Later I would take to the Fake History Hunter Jo Hedwig Teeuwisse. I thought I had the pronunciation of her name down, having listened to another interview she did, but it turned out that that interviewer had just taken a wild guess at it and was very very wrong. To be fair even when Jo told me the correct pronunciation I don't think I got too close. It's strange that a Dutch name (that nation so close to us in geography and background) could be harder to process than those from further afield.
Again our talk was of what was true and what was not and whether that is ever possible in history. Her book Fake History is a lot of fun, mainly silly or amusing instances of mistaken beliefs on the internet, but occasionally somewhat darker falsehoods. The book and Jo's life is just about seeking out facts and questioning things, rather than blindly believing. But most people don't like to be proven wrong - even though we probably are all wrong - so they're not inclined to listen.
My own International Women's Day experience taught me that it can be frustrating trying to expel a misunderstanding or false perspective and despite a decade of answering that question, it still popped up a lot on 8th March (though maybe less than before and possibly with more people pointing out the truth). Jo seems philosophical about whether she can dispel the myths and in a few cases I think the information is getting through. More people are aware now that Vikings didn't have horns on their helmets or that spiral staircases were not in fact built anti-clockwise to give the people higher up the stairs a fighting advantage - but it will be hard to get everyone to realise that.

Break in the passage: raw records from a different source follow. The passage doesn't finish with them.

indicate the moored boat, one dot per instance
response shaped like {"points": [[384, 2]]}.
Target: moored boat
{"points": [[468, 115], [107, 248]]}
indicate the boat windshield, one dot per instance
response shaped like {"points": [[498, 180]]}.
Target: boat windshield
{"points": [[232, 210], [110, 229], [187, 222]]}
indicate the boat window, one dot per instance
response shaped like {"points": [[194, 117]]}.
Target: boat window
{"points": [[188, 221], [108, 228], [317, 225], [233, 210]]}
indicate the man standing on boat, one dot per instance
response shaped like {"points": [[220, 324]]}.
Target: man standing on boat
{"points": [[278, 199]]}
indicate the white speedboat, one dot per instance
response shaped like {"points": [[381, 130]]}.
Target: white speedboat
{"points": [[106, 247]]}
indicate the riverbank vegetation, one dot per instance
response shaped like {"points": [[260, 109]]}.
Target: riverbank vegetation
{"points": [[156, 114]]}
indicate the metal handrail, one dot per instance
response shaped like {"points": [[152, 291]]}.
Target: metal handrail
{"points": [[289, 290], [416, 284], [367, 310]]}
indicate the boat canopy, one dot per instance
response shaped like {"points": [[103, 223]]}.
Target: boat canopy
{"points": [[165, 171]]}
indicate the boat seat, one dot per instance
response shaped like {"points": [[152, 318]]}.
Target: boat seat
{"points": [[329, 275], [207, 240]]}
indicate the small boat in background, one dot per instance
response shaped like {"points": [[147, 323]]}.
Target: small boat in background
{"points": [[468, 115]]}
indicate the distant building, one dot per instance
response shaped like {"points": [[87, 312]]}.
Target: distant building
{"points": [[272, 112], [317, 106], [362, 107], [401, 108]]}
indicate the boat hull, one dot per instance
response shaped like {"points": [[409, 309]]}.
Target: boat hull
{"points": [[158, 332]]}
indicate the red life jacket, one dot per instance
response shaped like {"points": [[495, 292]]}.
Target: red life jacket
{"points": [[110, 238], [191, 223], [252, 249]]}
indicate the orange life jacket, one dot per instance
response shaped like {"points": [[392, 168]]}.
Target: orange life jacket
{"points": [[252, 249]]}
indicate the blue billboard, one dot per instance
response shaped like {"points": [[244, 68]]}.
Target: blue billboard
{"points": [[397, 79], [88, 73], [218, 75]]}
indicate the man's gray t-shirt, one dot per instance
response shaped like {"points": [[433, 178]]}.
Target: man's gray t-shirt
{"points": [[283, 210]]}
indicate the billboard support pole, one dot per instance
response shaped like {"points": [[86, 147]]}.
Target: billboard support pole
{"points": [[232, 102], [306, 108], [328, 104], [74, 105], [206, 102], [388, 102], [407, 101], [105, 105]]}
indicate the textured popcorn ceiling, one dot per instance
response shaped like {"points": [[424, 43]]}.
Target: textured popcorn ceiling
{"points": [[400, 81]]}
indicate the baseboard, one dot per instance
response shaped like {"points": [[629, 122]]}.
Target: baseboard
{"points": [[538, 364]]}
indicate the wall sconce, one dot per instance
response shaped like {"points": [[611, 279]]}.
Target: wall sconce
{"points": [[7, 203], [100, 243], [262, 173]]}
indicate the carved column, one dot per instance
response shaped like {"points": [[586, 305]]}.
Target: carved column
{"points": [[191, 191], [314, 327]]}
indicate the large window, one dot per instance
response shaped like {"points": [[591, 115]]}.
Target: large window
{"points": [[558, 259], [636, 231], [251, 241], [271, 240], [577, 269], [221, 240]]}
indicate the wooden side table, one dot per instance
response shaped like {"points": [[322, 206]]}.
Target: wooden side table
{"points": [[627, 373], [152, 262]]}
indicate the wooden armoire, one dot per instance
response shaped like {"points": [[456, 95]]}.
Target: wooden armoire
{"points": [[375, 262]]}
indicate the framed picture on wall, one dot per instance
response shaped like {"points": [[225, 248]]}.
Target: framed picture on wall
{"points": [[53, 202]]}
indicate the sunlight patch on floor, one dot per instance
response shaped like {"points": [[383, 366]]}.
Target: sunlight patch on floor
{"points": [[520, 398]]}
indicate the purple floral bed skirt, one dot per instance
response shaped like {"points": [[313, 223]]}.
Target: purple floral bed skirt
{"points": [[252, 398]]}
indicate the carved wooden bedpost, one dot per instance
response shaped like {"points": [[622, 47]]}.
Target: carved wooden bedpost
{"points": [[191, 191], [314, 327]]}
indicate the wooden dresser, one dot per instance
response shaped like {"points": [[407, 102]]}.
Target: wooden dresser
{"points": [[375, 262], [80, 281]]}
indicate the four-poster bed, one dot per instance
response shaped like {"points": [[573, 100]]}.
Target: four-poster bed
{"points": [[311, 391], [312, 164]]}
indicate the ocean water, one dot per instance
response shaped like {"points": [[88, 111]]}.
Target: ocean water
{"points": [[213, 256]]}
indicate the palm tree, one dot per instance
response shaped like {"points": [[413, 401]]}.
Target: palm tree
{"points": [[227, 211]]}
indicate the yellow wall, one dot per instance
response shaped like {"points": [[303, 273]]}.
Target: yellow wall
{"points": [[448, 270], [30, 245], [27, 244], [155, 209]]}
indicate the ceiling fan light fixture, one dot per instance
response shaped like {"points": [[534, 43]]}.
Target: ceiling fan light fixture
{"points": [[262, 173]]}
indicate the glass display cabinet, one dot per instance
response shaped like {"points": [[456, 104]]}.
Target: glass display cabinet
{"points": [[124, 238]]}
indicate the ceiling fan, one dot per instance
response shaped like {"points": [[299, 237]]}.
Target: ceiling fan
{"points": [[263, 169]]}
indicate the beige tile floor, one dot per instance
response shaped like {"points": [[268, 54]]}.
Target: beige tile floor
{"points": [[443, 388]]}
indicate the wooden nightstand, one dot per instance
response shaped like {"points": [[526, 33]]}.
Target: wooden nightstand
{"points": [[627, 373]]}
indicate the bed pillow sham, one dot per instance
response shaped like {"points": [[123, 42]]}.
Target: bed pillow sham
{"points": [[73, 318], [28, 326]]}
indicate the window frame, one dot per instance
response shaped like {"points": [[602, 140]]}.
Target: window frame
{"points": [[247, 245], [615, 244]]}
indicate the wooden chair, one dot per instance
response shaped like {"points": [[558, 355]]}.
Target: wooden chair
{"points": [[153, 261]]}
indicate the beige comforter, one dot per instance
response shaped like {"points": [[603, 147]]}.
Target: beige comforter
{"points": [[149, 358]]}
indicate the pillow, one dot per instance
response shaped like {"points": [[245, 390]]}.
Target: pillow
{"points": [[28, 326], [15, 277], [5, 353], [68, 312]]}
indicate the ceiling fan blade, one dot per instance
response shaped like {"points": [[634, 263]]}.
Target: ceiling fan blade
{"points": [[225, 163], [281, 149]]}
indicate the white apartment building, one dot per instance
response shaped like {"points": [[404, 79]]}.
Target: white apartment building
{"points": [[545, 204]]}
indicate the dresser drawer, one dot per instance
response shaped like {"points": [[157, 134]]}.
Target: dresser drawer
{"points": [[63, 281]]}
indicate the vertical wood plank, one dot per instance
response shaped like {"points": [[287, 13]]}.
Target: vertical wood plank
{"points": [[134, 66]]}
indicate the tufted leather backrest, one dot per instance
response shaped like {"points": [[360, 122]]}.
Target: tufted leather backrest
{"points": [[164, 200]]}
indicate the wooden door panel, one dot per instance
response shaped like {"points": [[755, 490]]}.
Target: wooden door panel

It was a full on day and I chucked in a session with my weights too and it was another tired and hungry evening, having had my dinner at 5.30pm and then no snacks. Unsurprisingly I am rapidly losing the weight that I put on at the weekend (and before) and oddly I don't feel hungry when I wake up, just when I go to bed. Aside from that one bit or weirdness I am sleeping better too. I will push on and maybe my body will accept that it doesn't get evening snacks any more. We shall see.

A really cracking RHLSTP with Steve Pemberton is now up wherever you get your pods. Weird to see myself looking chubby and with crazy long hair. It's not from that long ago (recorded in early October) but it seems like a different person.